Deploying BERT on Heroku

Published in

Analytics Vidhya

5 min readAug 10, 2020

I’ve always been a big fan of Natural Language Processing. Since I love machines, I’d always love to find ways to communicate with my machine too.

Isn’t it cool, you ask your machine something and it answers back?😍

BERT(Bidirectional Encoder Representations from Transformers) can be used for one such application i.e. Question and Answering. You give the deep learning model a paragraph to read and then you ask a question related to the same. There are many such applications where BERT has proved to be strong enough in NLP (Natural Language Understanding to be more precise). The concept of BERT was introduced in 2018. Since then, variations of BERT have come into existence like ALBERT, RoBERTa, MobileBERT, etc. You can read about the original paper here.

We shall use BERT that is trained by huggingface on a dataset for questions and answers i.e. Stanford Question Answering Dataset (SQuAD) and deploy the fined tuned model on Heroku for real time inference. You can find all the material for the same on my github repo.

Now, let’s begin to code..

Note

Make sure you follow this folder structure:

/web-app
|--templates
|----index.html
|--app.py
|--requirements.txt
|--Procfile

Step 1

Since this has to be deployed on Heroku, let’s make sure Heroku installs all the libraries needed to run the program.

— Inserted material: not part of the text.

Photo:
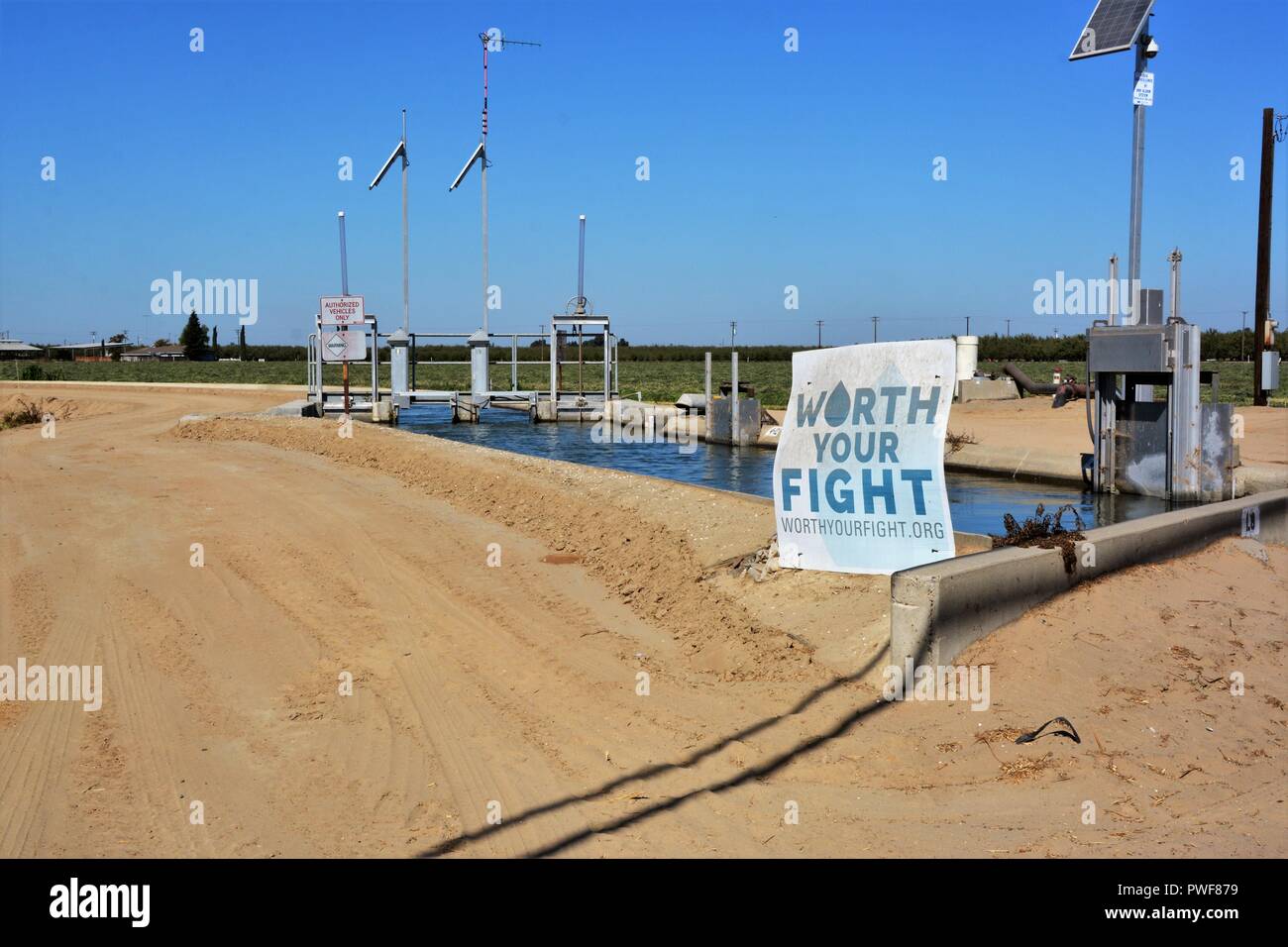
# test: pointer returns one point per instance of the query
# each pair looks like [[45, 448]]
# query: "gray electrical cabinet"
[[1177, 447]]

Make a file named “requirements.txt” and put the following libraries in the file:

https://download.pytorch.org/whl/cpu/torch-1.3.1%2Bcpu-cp36-cp36m-linux_x86_64.whl
transformers==3.0.2
numpy==1.19.1
flask
joblib==0.16.0
sentencepiece==0.1.91
urllib3==1.25.10

Step 2

Make a file called “app.py” and put the following code code:

import os
from flask import Flask, render_template
from flask import request


import torch
from transformers import AutoTokenizer, AutoModelForQuestionAnswering

name = "mrm8488/bert-small-finetuned-squadv2"

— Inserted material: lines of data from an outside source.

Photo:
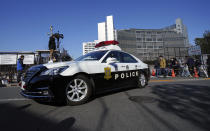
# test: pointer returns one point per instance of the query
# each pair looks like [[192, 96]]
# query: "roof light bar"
[[106, 43]]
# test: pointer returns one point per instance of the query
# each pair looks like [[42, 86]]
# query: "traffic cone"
[[195, 73], [153, 72], [173, 74]]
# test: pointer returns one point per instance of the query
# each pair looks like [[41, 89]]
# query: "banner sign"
[[8, 59], [194, 50], [11, 59], [28, 58]]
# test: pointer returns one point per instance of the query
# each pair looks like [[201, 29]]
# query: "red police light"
[[105, 43]]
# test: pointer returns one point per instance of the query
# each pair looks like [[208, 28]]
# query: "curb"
[[174, 80]]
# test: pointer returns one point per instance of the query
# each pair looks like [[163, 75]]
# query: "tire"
[[142, 81], [78, 90]]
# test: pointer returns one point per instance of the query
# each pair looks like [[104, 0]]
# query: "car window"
[[112, 54], [96, 55], [126, 58]]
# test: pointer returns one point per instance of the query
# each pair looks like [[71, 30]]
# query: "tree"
[[204, 42]]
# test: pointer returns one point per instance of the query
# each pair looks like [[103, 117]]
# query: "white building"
[[106, 32], [88, 46]]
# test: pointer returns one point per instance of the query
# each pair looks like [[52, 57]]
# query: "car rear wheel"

tokenizer = AutoTokenizer.from_pretrained(name,)

model = AutoModelForQuestionAnswering.from_pretrained(name)

def answer_question(question, answer_text):
    '''
    Takes a `question` string and an `answer` string and tries to identify 
    the words within the `answer` that can answer the question. Prints them out.
    '''
    
    # tokenize the input text and get the corresponding indices
    token_indices = tokenizer.encode(question, answer_text)

    # Search the input_indices for the first instance of the `[SEP]` token.
    sep_index = token_indices.index(tokenizer.sep_token_id)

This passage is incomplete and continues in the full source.